# Powermatic 65 table saw -restore project



## ChuckBarnett (Jan 5, 2013)

Well, I've done it! Begun scratching the top of an old table saw that's been sitting in my garage for a couple yrs! I wonder who has worked on a Powermatic 65? I'm not a mechanic but am willing to tackle this. At one time had the name of a guy in my area who had some knowledge of this model saw. I'd like to connect with someone like that for cheap advice, etc.

Blessings!

Chuck (not the guy in the photo...) Barnett


----------



## difalkner (Nov 27, 2011)

Hi Chuck - I've never worked on a 65 but here's the restoration thread on my 66. You may find something in this helpful to you. Good luck!
David

http://www.woodworkingtalk.com/f12/restoration-powermatic-66-table-saw-71249/


----------



## ChuckBarnett (Jan 5, 2013)

Thank you, David! And I enjoyed both the song and your treatment of it on the video. We've done that song as well many times (me on guitar) and I've never thought to add that little lick -may I steal it? 

Chuck Barnett


----------



## difalkner (Nov 27, 2011)

ChuckBarnett said:


> Thank you, David! And I enjoyed both the song and your treatment of it on the video. We've done that song as well many times (me on guitar) and I've never thought to add that little lick -may I steal it?
> 
> Chuck Barnett


Absolutely! After all, I took it from the original but they did it on mandolin and I took it from them. :thumbsup: Thanks!


----------



## ChuckBarnett (Jan 5, 2013)

Isn't that funny! I've heard that song many times and yet never heard that lick!


----------



## Minnesota Marty (Feb 27, 2015)

Chuck, 
Good Luck on the Powermatic restoration. Don't give up. I have done only two restorations and I try to spend a few hours a day on the project this way I always see progress. That is what works for me. Find out what your "sweet spot" is and go with it. 

Marty


----------



## ChuckBarnett (Jan 5, 2013)

Thank You, Marty. I don't have a schedule that works that way at this time. I'll end up working sporadically over a long period of time, but I won't give up.


----------



## ChuckBarnett (Jan 5, 2013)

Yesterday, with the help of a friend from the Northwest Corner Woodworkers Association club I belong to, the guts are now out of the machine. Charley suggested that even though the arbor bearings didn't seem too bad, I might as well replace them now. It's noteworthy that in order to put new belts on this machine you have to remove the motor. There is no splitter, and it might be nice to have one of those. He recommended a Bessemeyer (sp) fence. They seem awfully expensive to me. I would like a fence that doesn't require a back rail so I could put a table up to the back of the song to catch work before it falls to the ground. I don't know that I need a real wide fence. I can't imagine needing to rip big sheets of plywood, so perhaps 24 to 36 inches wide would be max. Recommendations are welcome.


----------



## toolguy1000 (Oct 4, 2012)

delta t2.

http://www.performancetoolcenter.com/delta-36-t30-30-inch-t3-fence-system/?gclid=CPa-tvycwMkCFQgUHwodCyQAMg


----------



## ChuckBarnett (Jan 5, 2013)

Looks like this is half the price of the Biesemeyer. I assume those of you who have this feel it fills the bill? How is it that something half the price is just as good?

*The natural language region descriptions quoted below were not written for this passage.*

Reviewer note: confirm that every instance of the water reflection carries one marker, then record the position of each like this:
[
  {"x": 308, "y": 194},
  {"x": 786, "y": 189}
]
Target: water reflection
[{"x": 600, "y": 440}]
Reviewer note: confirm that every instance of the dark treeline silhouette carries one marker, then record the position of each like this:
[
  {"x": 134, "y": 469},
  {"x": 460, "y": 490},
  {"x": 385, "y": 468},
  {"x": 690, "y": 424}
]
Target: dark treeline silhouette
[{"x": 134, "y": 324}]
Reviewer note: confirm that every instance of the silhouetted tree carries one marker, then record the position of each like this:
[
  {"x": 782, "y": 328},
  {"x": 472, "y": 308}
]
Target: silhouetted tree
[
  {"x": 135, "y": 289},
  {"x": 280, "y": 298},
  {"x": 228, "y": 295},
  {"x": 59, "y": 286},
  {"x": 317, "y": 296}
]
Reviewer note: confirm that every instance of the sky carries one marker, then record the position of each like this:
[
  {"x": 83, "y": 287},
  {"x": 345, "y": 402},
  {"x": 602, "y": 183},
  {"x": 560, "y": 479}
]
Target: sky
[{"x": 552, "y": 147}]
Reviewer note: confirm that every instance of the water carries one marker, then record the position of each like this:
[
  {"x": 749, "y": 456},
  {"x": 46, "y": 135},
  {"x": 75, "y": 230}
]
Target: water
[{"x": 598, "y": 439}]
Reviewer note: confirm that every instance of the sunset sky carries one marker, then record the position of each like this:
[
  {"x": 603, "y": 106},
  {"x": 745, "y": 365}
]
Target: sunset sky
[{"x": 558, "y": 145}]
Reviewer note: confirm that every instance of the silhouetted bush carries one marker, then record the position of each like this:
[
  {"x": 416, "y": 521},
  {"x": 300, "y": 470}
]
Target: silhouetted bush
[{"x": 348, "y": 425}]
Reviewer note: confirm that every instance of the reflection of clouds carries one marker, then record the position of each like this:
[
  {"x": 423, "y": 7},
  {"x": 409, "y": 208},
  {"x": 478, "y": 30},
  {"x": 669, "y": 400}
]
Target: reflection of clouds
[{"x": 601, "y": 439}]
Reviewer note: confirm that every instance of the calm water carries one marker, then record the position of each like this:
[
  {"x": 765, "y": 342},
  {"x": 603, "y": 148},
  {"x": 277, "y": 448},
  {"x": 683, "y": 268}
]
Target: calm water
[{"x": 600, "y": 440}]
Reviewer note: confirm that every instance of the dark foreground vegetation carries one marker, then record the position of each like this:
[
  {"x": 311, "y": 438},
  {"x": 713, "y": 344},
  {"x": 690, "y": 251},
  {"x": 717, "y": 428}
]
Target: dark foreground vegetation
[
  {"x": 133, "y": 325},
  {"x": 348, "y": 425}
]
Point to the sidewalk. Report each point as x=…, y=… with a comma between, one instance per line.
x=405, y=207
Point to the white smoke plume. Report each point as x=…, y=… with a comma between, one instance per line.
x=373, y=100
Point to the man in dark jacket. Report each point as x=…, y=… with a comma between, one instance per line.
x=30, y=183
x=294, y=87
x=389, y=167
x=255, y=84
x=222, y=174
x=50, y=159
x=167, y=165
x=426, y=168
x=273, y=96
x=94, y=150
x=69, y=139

Also, I saw one on Ebay called a Delta Biesemeyer. Are they the same? Is this one just the more cheaply made version? (Ford/Thunderbird, Martin/Washburn...) If I have to pay more, then so be it. But I would need to know why.

I'm not trying to be ornery here; I'm simply revealing my ignorance.

Thanks, again,

Chuck


----------



## epicfail48 (Mar 27, 2014)

ChuckBarnett said:


> Looks like this is half the price of the Biesemeyer. I assume those of you who have this feel it fills the bill? How is it that something half the price is just as good?
> 
> Also, I saw one on Ebay called a Delta Biesemeyer. Are they the same? Is this one just the more cheaply made version? (Ford/Thunderbird, Martin/Washburn...) If I have to pay more, then so be it. But I would need to know why.
> 
> ...


I think part of the pricing conundrum is that with the bisemeyer, part of the price is going to be the logo. Now, im not going to say that bisemeyers are bad fences, far far from it, just that a fence is a pretty basic part, and the things that may separate a good fence (delta T2) from a great fence (bisemeyer) are likely to be so small that the average hobbyist will never notice.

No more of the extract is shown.